Die Gruppe sei kurz vorgestellt: Meine Begleiter sind Paul, Werner (beide von Run 4 Fun Köln), Thorsten (so wie ich Erstläufer in Biel), und Hans-Jürgen (62 (!) 100km-Läufe (vor dem folgenden in Biel)). Weiterhin sind Annerose und Markus als Unterstützung in Biel dabei (Markus kann leider nicht laufen). Zu meiner persönlichen Freude ist Oliver (Kumpel und Arbeitskollege) sowie Sylvie (von der LT Beverau) am Start. Diese Namen werden noch öfter auftauchen und seien hier nur kurz schon einmal genannt.
Am Donnerstag vor dem großen Rennen wollen mich Paul, Thorsten und Werner abholen und mit mir die fünfeinhalbstündige Autofahrt in die Schweiz antreten. Schon Stunden vor der Abfahrt laufe ich sehr aufgewühlt durch die Wohnung – klappt die Organisation, passt alles? Habe ich was vergessen? Wird Oli von seinem Seminar pünktlich zum Freitagnachmittag in Biel sein? Wie wird die Unterkunft schön sein? Über die ganzen Nebensächlichkeiten habe ich den eigentlichen Sinn der Fahrt total vergessen.
Aber die Nervosität ist bald verflogen, als das Handy pünktlich klingelt – mein Zeichen zum Aufbruch – und die erste Hürde ist geschafft. Kurze Begrüßung, die Sachen verstaut, den Reisekaugummi eingeworfen und dann wird durchgestartet nach Biel! Hier erfahre ich, dass Paul bereits einmal Biel gefinisht hat, aber auch einmal aussteigen musste (Geschichten, die man als Ultra-Neuling gar nicht hören mag) und dass Werner zum fünften Mal in Folge in Biel startet. Es wird eine kurzweilige Fahrt (in den Stunden, in denen ich nicht schlafe, reden wir viel und ich habe das Gefühl, dass ich gut in die Gruppe passe und die Gruppe gut zu mir passt. „Diese Nacht wird dein Leben verändern!“ offeriert mir Werner „Vielleicht merkst du es nicht gleich, aber sie wird es!“ Starke Worte und ich bin gespannt, ob es stimmen wird!

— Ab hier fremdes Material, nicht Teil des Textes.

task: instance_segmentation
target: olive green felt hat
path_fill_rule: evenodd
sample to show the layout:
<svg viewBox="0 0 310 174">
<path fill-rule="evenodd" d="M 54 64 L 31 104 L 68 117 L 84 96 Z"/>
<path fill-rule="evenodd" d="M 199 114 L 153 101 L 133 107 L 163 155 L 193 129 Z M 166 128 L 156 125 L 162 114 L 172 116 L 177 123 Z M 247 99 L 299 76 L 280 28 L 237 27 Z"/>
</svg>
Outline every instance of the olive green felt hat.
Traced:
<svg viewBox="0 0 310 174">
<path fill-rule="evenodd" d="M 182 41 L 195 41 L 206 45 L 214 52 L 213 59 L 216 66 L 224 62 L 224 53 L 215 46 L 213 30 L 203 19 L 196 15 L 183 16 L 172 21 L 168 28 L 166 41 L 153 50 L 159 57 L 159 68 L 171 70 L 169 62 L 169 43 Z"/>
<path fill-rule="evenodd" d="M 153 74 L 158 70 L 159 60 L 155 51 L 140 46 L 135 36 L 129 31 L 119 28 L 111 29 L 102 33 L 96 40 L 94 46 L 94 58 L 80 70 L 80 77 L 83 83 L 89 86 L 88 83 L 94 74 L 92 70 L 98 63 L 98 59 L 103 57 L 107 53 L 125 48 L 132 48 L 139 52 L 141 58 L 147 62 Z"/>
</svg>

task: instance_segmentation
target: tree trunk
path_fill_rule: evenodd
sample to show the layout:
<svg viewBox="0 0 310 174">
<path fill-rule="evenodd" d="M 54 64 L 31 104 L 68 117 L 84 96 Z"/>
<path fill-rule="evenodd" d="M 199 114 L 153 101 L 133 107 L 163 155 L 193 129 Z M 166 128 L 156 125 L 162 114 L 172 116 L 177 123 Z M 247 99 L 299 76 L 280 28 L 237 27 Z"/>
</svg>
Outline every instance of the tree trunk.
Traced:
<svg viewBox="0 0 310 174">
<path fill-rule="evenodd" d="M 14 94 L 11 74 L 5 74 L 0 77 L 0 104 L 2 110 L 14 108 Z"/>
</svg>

Einen Höhepunkt hat die Fahrt noch zu bieten: Für den Grenzübertritt zücken wir pflichtbewusst unsere Ausweispapiere (a la ’Hauptmann von Köpenick’: „ein Deutscher hat seine Papiere in Ordnung zu haben ;o) ) und so sehe ich Thorstens Passbild – ein etwas sehr beleibter Mann schaut relativ streng in die Kamera und Thorsten erzählt uns, dass zwischen dem Bild und dem Status quo gute vierzig Kilo liegen – enorm!!!!

In Biel stößt Hans-Jürgen zu uns. Die Bielstarter sind somit komplett und der erste Abend kann eingeläutet werden.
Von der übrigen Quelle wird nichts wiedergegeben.